Legal and illegal drugs: Dependance

Reality Bites

I promised myself I would never tell this story until my kids were grown and had no real need for me anymore. . . until the day when I became a grandmother and my secrets could be kept behind doors not as easily accessible. But I forgot there were times in life when a person is alone with herself; when there is no hiding from what is real and what you have been hiding behind for all those years. I am in such a place now a place where my children have gone to college and my dog has died and I spend my nights staring at rerun after rerun of Law & Order hopelessly mired in my own muck. It is not as impossible a place as I believed it would be. You can be content with little. You can make do with night after night after week after month when no one hugs you, when your skin craves touch and cringes from it at the same time. I know. The existence I so feared is now the one I live within daily and I am living proof you can live to tell about it.
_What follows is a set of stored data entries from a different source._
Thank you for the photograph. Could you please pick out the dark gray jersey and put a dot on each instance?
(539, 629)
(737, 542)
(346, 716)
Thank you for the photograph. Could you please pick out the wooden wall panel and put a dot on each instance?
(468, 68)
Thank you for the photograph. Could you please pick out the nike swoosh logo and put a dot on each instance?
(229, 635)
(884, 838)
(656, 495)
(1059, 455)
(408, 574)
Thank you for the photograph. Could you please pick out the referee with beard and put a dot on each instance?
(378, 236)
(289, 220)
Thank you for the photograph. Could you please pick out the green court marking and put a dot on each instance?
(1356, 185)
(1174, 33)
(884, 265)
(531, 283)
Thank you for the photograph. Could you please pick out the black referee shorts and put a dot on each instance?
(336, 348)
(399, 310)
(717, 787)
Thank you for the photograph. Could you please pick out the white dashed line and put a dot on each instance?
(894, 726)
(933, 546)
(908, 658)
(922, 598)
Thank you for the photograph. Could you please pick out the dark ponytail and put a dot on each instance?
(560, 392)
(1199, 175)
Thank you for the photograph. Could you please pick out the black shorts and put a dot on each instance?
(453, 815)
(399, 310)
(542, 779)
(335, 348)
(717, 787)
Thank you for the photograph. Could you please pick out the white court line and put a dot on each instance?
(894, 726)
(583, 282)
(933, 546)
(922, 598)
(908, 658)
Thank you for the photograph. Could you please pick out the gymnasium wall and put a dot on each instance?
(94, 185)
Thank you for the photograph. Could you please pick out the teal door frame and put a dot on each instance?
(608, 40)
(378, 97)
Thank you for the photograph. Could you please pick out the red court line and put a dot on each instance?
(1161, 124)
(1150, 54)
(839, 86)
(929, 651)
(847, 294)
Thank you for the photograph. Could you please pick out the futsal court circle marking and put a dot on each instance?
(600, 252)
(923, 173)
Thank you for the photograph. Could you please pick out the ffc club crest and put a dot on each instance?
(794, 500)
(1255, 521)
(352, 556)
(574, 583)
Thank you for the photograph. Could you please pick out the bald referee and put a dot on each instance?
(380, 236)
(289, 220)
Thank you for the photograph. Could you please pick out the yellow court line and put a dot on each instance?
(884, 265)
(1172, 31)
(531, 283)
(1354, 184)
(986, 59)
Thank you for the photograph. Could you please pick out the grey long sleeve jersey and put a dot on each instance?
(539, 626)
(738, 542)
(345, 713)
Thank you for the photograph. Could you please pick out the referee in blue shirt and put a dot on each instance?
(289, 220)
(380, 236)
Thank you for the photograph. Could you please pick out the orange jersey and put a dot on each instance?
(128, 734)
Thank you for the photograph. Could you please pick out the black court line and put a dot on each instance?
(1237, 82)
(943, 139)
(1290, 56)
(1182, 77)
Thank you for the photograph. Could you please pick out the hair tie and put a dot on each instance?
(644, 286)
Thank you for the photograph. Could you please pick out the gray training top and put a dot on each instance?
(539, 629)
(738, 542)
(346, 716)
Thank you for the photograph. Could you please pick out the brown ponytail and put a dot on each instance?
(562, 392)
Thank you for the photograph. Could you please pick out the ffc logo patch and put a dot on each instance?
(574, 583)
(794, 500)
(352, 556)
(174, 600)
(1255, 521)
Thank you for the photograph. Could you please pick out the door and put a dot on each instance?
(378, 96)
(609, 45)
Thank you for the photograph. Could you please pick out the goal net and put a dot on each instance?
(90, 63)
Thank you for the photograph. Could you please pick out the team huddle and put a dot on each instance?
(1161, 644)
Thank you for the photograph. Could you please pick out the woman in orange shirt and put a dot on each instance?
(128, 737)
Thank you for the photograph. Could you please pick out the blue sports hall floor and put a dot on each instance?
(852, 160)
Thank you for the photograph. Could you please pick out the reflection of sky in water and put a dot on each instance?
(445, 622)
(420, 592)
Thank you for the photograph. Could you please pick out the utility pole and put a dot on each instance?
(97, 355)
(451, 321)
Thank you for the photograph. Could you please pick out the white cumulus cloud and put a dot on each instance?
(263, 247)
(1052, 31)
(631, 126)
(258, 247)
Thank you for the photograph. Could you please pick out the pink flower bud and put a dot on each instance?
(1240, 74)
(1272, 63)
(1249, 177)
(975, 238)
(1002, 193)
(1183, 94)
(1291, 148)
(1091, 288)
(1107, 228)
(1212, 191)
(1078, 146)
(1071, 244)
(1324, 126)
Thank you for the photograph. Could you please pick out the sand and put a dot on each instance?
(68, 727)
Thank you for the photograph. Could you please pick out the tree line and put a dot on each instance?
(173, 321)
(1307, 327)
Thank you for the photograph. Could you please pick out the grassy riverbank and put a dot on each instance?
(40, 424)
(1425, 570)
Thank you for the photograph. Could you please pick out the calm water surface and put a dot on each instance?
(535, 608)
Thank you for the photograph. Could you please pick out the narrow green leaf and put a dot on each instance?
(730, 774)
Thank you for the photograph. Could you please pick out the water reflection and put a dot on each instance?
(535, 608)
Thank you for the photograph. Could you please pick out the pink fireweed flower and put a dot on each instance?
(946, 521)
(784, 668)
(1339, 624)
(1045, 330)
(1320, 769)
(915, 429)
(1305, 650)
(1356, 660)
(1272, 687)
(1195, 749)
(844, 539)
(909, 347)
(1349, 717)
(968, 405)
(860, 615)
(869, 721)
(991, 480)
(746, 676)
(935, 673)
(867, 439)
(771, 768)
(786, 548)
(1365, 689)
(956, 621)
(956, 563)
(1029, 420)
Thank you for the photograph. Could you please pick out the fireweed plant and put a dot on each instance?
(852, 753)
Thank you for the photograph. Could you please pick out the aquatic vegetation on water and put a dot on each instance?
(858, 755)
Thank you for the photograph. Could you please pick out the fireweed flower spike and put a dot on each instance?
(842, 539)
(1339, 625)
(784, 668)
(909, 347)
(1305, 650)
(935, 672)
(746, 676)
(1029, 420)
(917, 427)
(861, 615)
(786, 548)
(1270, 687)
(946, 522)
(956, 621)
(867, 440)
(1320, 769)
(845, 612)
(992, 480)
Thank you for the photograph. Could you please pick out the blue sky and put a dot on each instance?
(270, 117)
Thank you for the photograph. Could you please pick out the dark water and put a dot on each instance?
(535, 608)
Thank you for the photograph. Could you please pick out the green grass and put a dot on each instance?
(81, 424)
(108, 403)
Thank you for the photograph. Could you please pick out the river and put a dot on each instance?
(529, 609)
I live with several medical conditions ones I can't hide from. They have literally taken possession of my life, hijacked it, taken it completely off course and left me with remnants of what I thought life looked like. I breathe at about 30 50% of normal but have no desire to complain life could be so much worse. The constant pain of Fibromyalgia and the breathing issues put me on Disability, but I can be of service by working part-time. Nevertheless, the biggest and baddest of these health issues would be a whopper of an addictive personality. If I could get addicted to Cheese-whiz, I would, no kidding. The worst years of my life have been spent in the depths of addiction in my late teens and early twenties it was alcohol; my forties brought with them an addiction to prescription pills

It wasn't like I didn't try to live a clean life. I had twenty years of sobriety before pain resulting from Fibromyalgia led me to believe my doctor that the only answer was prescription pills. After five years of literal hell in the depths of despair and addiction, I nearly died and was given a second chance. I knew I was in trouble but couldn't get the help I needed. No rehabilitation facility or hospital program wanted to take me I was too big a medical risk. When my system ultimately collapsed, I had a chance to get the help I needed. I have remained sober since . . . not always the easiest of tasks. Dulling the pain, checking out into numbness, fading to black, still have their lures.